Cultural Diversity Mass 2019: Pray with trusting faith, says Archbishop Costelloe
The Cultural Diversity Mass held annually at St Marys Cathedral, is organised by the Western Australian Catholic Migrant and Refugee Office. This year’s celebration was held on 26 October. Photo: Ron Tan.
By Amanda Murthy
Bringing our needs to God with humility, honesty and trusting faith is what Christian prayer is all about, said Perth Archbishop Timothy Costelloe SDB on the occasion of the 2019 Cultural Diversity Mass.
The annual celebration, which was held at St Mary’s Cathedral at the 6pm Vigil Mass on Saturday 26 October. The Cultural Diversity Mass was concelebrated by Cathedral Dean Rev Dr Sean Fernandez and assisted by Deacon John Kiely.
Archbishop Costelloe reflected on readings from the Gospel of St Luke, before speaking about the importance of prayer.
“The parable of the Pharisee and tax collector is indeed the second of three stories in chapter 18 of St Luke’s Gospel. All of those three stories in different ways, invites us to reflect on the really important question of prayer, and what place prayer really plays in our daily lives,” Archbishop Costelloe cited.
“Tonight’s Gospel is really inviting us in a particular way to look to ourselves, and consider several confronting questions.
“How genuine and how honest is my prayer? And is there any chance that it might be tinged even a little bit at least with pride and arrogance and a sense of entitlement?”
Perth Archbishop Timothy Costelloe SDB celebrated the Cultural Diversity Mass on 26 October at St Marys Cathedral. Photo: Ron Tan.
The Perth Archbishop went on to state the Pharisee in St Luke’s Gospel had “no sense at all of his need of God”, adding that while the Pharisee’s prayer may first seem like a prayer of gratitude, what he really is doing, is “congratulating himself on how good and generous he thinks he is”.

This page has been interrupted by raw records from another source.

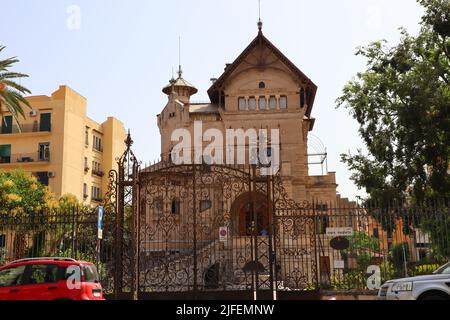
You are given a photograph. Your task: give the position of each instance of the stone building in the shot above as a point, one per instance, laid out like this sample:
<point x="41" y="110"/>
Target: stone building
<point x="262" y="88"/>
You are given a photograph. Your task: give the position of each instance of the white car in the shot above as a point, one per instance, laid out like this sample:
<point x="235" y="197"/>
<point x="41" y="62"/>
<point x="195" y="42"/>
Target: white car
<point x="431" y="287"/>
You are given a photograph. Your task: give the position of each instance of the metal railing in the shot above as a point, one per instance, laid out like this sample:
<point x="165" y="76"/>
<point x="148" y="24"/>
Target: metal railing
<point x="25" y="158"/>
<point x="342" y="242"/>
<point x="24" y="128"/>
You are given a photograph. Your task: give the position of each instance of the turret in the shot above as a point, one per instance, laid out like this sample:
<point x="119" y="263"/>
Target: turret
<point x="181" y="88"/>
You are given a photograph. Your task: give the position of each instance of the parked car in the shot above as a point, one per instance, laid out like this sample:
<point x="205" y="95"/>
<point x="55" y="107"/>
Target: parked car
<point x="50" y="279"/>
<point x="430" y="287"/>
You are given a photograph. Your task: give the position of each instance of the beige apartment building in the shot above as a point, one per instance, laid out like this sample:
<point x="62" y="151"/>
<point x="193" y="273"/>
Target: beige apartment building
<point x="59" y="144"/>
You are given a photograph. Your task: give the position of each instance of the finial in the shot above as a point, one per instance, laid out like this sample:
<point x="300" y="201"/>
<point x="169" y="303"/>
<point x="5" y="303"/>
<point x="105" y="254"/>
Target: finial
<point x="260" y="23"/>
<point x="180" y="71"/>
<point x="129" y="141"/>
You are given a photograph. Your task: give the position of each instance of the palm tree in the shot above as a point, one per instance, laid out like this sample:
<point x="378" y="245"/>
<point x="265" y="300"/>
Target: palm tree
<point x="11" y="93"/>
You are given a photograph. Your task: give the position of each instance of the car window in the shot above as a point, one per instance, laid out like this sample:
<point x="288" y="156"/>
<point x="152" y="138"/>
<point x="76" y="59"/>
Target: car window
<point x="71" y="271"/>
<point x="90" y="273"/>
<point x="443" y="270"/>
<point x="43" y="273"/>
<point x="12" y="276"/>
<point x="446" y="270"/>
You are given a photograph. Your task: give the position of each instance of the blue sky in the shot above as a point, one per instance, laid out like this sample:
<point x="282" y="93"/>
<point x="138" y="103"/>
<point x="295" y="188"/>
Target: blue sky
<point x="123" y="53"/>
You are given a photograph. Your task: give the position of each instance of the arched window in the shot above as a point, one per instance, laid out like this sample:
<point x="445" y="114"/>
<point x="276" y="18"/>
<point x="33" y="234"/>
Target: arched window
<point x="273" y="102"/>
<point x="242" y="104"/>
<point x="175" y="207"/>
<point x="252" y="104"/>
<point x="262" y="103"/>
<point x="159" y="207"/>
<point x="283" y="102"/>
<point x="302" y="98"/>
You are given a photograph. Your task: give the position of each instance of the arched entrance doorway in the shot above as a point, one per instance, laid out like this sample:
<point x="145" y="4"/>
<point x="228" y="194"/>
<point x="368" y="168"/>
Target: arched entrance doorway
<point x="246" y="223"/>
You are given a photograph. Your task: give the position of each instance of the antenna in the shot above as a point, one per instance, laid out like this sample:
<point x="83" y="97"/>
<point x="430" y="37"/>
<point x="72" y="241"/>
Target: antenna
<point x="259" y="7"/>
<point x="180" y="72"/>
<point x="260" y="24"/>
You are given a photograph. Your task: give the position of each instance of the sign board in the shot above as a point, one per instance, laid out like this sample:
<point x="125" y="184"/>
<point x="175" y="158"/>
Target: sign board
<point x="339" y="264"/>
<point x="223" y="234"/>
<point x="339" y="232"/>
<point x="100" y="223"/>
<point x="340" y="243"/>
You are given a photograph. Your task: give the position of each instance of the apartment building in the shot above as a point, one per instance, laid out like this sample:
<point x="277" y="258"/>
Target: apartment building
<point x="61" y="146"/>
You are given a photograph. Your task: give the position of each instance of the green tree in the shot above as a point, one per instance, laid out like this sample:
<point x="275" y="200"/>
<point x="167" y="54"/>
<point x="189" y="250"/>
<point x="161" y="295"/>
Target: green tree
<point x="12" y="93"/>
<point x="21" y="193"/>
<point x="363" y="248"/>
<point x="402" y="104"/>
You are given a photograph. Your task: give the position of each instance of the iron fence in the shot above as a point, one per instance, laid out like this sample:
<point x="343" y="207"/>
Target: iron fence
<point x="62" y="233"/>
<point x="319" y="246"/>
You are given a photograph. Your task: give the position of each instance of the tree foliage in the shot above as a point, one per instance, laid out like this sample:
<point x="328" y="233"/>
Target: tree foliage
<point x="402" y="104"/>
<point x="21" y="193"/>
<point x="11" y="92"/>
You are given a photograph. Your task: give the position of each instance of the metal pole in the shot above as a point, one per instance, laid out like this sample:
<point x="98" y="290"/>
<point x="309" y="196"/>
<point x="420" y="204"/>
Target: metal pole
<point x="255" y="230"/>
<point x="194" y="196"/>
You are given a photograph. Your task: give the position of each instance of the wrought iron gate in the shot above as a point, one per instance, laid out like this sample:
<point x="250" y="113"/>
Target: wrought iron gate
<point x="208" y="232"/>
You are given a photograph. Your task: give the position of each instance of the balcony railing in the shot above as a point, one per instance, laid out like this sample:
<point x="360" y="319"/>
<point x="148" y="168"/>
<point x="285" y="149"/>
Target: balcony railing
<point x="25" y="128"/>
<point x="98" y="173"/>
<point x="25" y="158"/>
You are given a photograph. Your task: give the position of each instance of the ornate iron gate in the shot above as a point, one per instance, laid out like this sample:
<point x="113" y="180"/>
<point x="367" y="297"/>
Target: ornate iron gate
<point x="208" y="232"/>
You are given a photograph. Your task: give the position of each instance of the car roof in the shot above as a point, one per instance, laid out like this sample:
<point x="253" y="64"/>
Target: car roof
<point x="57" y="261"/>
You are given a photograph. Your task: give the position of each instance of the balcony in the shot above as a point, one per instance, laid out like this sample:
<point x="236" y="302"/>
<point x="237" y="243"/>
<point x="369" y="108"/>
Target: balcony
<point x="25" y="158"/>
<point x="25" y="128"/>
<point x="98" y="173"/>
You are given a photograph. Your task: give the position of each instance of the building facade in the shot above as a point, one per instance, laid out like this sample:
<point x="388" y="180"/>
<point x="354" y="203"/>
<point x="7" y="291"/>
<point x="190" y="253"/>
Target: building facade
<point x="62" y="146"/>
<point x="262" y="88"/>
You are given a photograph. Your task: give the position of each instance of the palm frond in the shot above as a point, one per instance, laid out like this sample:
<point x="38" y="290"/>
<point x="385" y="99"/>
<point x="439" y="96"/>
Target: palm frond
<point x="16" y="86"/>
<point x="12" y="75"/>
<point x="5" y="64"/>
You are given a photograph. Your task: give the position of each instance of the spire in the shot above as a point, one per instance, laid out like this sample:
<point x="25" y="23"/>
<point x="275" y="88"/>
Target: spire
<point x="181" y="87"/>
<point x="180" y="71"/>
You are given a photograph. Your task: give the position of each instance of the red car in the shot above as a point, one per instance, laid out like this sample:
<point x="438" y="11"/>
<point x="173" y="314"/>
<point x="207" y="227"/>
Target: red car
<point x="50" y="279"/>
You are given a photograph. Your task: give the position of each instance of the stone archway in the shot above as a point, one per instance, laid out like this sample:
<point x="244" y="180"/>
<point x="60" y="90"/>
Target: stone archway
<point x="242" y="216"/>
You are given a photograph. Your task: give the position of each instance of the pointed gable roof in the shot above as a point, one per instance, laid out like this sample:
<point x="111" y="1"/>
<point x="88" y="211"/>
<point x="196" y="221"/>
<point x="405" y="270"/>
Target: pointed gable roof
<point x="214" y="90"/>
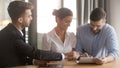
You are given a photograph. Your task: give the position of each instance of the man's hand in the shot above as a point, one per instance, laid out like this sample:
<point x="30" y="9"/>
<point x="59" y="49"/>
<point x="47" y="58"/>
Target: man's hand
<point x="101" y="60"/>
<point x="69" y="56"/>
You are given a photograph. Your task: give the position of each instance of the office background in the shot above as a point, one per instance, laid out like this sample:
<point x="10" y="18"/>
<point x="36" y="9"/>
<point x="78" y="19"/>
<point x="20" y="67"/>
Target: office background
<point x="42" y="15"/>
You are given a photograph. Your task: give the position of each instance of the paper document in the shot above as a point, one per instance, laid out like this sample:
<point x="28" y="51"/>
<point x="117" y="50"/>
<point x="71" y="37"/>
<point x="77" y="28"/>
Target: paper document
<point x="85" y="60"/>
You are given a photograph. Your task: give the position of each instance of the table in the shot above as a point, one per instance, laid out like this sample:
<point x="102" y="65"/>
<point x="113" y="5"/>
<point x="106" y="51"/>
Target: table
<point x="72" y="64"/>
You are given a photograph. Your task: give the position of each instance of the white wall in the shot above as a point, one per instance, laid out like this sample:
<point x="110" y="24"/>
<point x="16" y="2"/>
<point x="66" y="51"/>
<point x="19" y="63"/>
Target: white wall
<point x="115" y="15"/>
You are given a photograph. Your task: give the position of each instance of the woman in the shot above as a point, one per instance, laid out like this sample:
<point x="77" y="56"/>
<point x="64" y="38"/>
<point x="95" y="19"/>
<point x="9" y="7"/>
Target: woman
<point x="59" y="40"/>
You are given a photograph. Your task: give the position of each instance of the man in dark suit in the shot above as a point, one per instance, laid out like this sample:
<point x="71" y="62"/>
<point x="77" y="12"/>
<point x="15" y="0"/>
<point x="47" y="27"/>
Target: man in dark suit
<point x="13" y="49"/>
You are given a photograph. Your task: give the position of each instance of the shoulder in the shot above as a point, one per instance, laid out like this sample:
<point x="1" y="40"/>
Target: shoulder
<point x="108" y="28"/>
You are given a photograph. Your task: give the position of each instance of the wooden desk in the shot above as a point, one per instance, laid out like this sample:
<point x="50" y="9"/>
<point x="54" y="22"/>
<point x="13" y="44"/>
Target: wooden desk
<point x="72" y="64"/>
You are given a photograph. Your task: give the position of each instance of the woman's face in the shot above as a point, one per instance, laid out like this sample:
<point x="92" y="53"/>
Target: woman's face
<point x="64" y="23"/>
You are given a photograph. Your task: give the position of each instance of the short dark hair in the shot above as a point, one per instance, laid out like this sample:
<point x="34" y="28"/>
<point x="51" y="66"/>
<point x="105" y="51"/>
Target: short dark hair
<point x="97" y="14"/>
<point x="17" y="8"/>
<point x="62" y="13"/>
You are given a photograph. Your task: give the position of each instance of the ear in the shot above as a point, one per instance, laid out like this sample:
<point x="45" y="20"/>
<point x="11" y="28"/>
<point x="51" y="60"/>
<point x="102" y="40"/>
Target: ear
<point x="20" y="20"/>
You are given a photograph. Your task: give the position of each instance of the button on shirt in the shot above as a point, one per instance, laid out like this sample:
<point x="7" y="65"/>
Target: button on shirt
<point x="97" y="45"/>
<point x="52" y="42"/>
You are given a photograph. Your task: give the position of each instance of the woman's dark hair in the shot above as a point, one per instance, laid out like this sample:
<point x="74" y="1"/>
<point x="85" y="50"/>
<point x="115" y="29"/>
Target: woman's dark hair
<point x="97" y="14"/>
<point x="62" y="13"/>
<point x="17" y="8"/>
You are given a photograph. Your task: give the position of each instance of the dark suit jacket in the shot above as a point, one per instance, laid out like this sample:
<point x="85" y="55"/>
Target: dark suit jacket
<point x="14" y="51"/>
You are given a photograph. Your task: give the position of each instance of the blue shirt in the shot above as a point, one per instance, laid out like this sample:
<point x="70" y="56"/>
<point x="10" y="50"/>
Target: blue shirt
<point x="103" y="44"/>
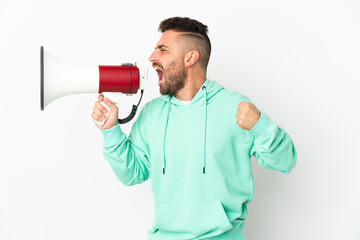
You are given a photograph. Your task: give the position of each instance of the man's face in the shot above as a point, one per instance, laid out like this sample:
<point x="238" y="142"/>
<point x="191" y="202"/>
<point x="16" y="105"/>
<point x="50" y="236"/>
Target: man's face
<point x="168" y="61"/>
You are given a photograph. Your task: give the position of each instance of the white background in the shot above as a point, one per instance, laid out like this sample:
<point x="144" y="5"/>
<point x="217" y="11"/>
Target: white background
<point x="298" y="61"/>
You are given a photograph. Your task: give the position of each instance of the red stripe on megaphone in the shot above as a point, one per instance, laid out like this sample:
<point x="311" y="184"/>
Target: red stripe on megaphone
<point x="123" y="79"/>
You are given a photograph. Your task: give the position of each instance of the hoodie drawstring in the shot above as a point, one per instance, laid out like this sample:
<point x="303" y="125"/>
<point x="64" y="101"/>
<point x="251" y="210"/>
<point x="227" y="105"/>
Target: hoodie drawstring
<point x="205" y="127"/>
<point x="205" y="121"/>
<point x="167" y="120"/>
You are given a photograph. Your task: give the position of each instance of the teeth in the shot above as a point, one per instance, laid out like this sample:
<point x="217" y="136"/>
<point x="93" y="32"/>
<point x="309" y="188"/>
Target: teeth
<point x="157" y="69"/>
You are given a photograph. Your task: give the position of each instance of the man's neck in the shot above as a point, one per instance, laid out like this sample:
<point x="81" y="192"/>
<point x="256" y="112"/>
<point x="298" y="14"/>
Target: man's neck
<point x="192" y="85"/>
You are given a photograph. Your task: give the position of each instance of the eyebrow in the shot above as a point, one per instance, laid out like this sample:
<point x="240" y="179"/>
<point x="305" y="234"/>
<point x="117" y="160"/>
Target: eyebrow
<point x="161" y="46"/>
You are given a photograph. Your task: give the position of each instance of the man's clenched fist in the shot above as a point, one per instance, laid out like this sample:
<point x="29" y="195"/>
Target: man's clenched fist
<point x="247" y="115"/>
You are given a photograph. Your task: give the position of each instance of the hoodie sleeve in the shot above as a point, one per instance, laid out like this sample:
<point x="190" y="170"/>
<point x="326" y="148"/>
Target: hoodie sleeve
<point x="128" y="156"/>
<point x="272" y="146"/>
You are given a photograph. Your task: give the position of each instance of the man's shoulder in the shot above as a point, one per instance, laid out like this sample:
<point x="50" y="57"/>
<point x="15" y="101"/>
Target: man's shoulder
<point x="233" y="95"/>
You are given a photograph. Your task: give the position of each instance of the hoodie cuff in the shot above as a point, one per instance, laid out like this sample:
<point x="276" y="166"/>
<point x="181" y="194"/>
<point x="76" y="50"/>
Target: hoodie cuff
<point x="113" y="136"/>
<point x="264" y="127"/>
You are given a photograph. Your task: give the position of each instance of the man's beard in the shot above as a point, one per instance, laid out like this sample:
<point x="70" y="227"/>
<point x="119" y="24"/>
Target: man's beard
<point x="175" y="78"/>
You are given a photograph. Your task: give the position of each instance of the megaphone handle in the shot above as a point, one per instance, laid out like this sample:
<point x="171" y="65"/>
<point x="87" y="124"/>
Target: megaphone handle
<point x="128" y="118"/>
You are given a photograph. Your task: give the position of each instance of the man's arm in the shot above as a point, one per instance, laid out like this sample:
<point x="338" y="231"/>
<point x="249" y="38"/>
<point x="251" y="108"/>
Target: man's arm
<point x="272" y="146"/>
<point x="128" y="158"/>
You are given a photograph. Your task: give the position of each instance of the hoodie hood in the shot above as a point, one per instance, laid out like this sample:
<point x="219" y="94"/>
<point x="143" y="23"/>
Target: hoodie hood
<point x="207" y="91"/>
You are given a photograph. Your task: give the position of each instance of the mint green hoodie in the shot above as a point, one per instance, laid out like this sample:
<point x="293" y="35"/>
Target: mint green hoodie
<point x="199" y="162"/>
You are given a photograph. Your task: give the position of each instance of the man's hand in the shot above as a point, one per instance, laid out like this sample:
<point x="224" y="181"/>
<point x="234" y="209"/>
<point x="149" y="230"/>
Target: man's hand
<point x="99" y="112"/>
<point x="247" y="115"/>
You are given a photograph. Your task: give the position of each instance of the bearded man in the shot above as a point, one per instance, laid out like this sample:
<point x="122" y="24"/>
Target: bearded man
<point x="195" y="142"/>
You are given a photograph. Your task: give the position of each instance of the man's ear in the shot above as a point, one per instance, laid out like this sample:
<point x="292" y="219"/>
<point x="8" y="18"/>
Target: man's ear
<point x="191" y="58"/>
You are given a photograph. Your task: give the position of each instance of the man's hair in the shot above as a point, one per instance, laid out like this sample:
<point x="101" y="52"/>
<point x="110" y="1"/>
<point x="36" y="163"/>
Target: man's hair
<point x="192" y="30"/>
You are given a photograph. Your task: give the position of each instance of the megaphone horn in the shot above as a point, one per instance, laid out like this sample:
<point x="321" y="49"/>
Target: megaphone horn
<point x="59" y="78"/>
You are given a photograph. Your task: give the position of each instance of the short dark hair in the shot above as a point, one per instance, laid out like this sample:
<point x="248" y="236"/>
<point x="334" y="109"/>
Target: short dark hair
<point x="192" y="30"/>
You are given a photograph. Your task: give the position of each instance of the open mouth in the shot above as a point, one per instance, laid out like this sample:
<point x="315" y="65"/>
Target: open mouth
<point x="160" y="73"/>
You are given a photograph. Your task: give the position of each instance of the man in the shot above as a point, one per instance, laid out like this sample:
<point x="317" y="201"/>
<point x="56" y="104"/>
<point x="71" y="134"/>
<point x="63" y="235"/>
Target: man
<point x="195" y="142"/>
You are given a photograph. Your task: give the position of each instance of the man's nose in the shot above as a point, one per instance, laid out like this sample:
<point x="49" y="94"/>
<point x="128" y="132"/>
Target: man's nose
<point x="153" y="57"/>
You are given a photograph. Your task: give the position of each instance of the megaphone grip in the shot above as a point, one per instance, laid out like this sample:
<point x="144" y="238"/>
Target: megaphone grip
<point x="131" y="116"/>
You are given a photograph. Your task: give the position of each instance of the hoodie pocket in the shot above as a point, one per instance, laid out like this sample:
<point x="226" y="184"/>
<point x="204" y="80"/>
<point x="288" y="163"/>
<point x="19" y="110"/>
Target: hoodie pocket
<point x="194" y="218"/>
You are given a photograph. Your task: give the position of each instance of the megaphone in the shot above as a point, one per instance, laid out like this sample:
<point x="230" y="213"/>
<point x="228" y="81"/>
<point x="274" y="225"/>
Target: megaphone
<point x="59" y="79"/>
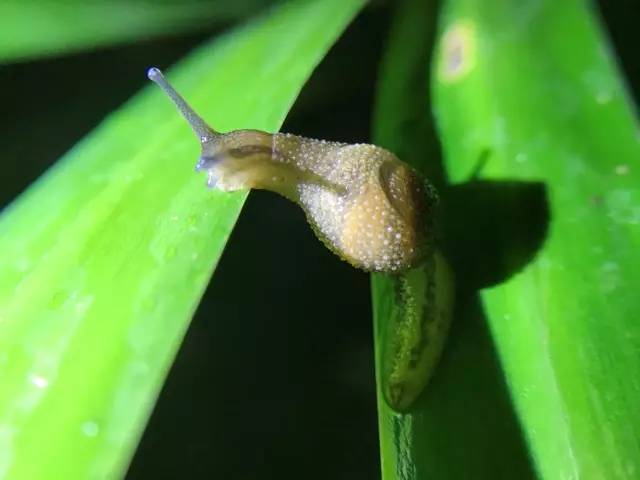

“The tax collector standing at the back of the temple however, is the very opposite. He is very honest, full of shame and contrition, deeply aware of his failings and of his need for God’s mercy.
“And of course at the end of the parable, Jesus insists that it is not the Pharisee not the tax collector who went home with God. Because the tax collector understood who he really was and who God really was. This is the real purpose of our prayer,” he explained.
“Rather than being a way of getting what we want from God, prayer is a way of becoming who we are really meant to be.”
The congregation dressed in their traditional wear at the Cultural Diversity Mass on 26 October at St Marys Cathedral. Photo: Ron Tan.
Archbishop Costelloe concluded by urging the faithful to always be opened to grow in their understanding of God and need for Him.
“If we can grow in our understanding of God, and of our need for God, have a deep sense of our need for God, we will discover perhaps that the things that we thought we so desperately needed or wanted are not so important after all,” Archbishop Costelloe affirmed.
“We will learn to live lives of trust and peace, because our hope will be in God, rather than in ourselves. Then we will be at rights with God – and when you’re at rights with God, we will be at peace with ourselves and at peace with others.”
WACMRO Director Deacon Gregory Lowe urged the Catholic community to embrace and dialogue on the topic of cultural differences, rather than fear it at the Cultural Diversity Mass on 26 October at St Marys Cathedral. Photo: Ron Tan.
At the conclusion of Mass, West Australian Catholic Migrant and Refugee Office (WACMRO) Director Dcn Gregory Lowe read the WACMRO Church statement for the year. He began by explaining what cultural diversity means in the context of our Church today.
“Cultural diversity means difference but difference is something to be encountered and dialogued with rather than feared,” Dcn Lowe stated.
“As we move from a Euro-centric Church to a Church, more like we have here at this celebration with many peoples and languages and celebrating the one faith, let us not make the mistake of thinking cultural diversity is a threat to church unity but understand, in fact, that cultural diversity is essential to unity because for harmony to exist there must first be difference.
“Faith cannot be limited to the understandings of any one culture but must be given the freedom to express itself through, with and in those symbols and rich traditions most meaningful to the various cultures – this is how faith is transmitted and kept alive,” he added.
Dcn Lowe encouraged those present to not be afraid to encounter and dialogue with different cultures of the Church, but rather celebrate the cultural diversity that exists.
“Celebrate the cultural diversity before us knowing, it is in some way, a reflection of who God is and knowing also, as the Blessed Trinity has taught us, that in recognising, respecting, reconciling with and realising difference – we are, in fact, bringing harmony to life.
“At the end of the day, isn’t that what most people want – a moment of harmony, an experience of peace; an opportunity to be content midst the ups and downs of life,” Dcn Lowe concluded.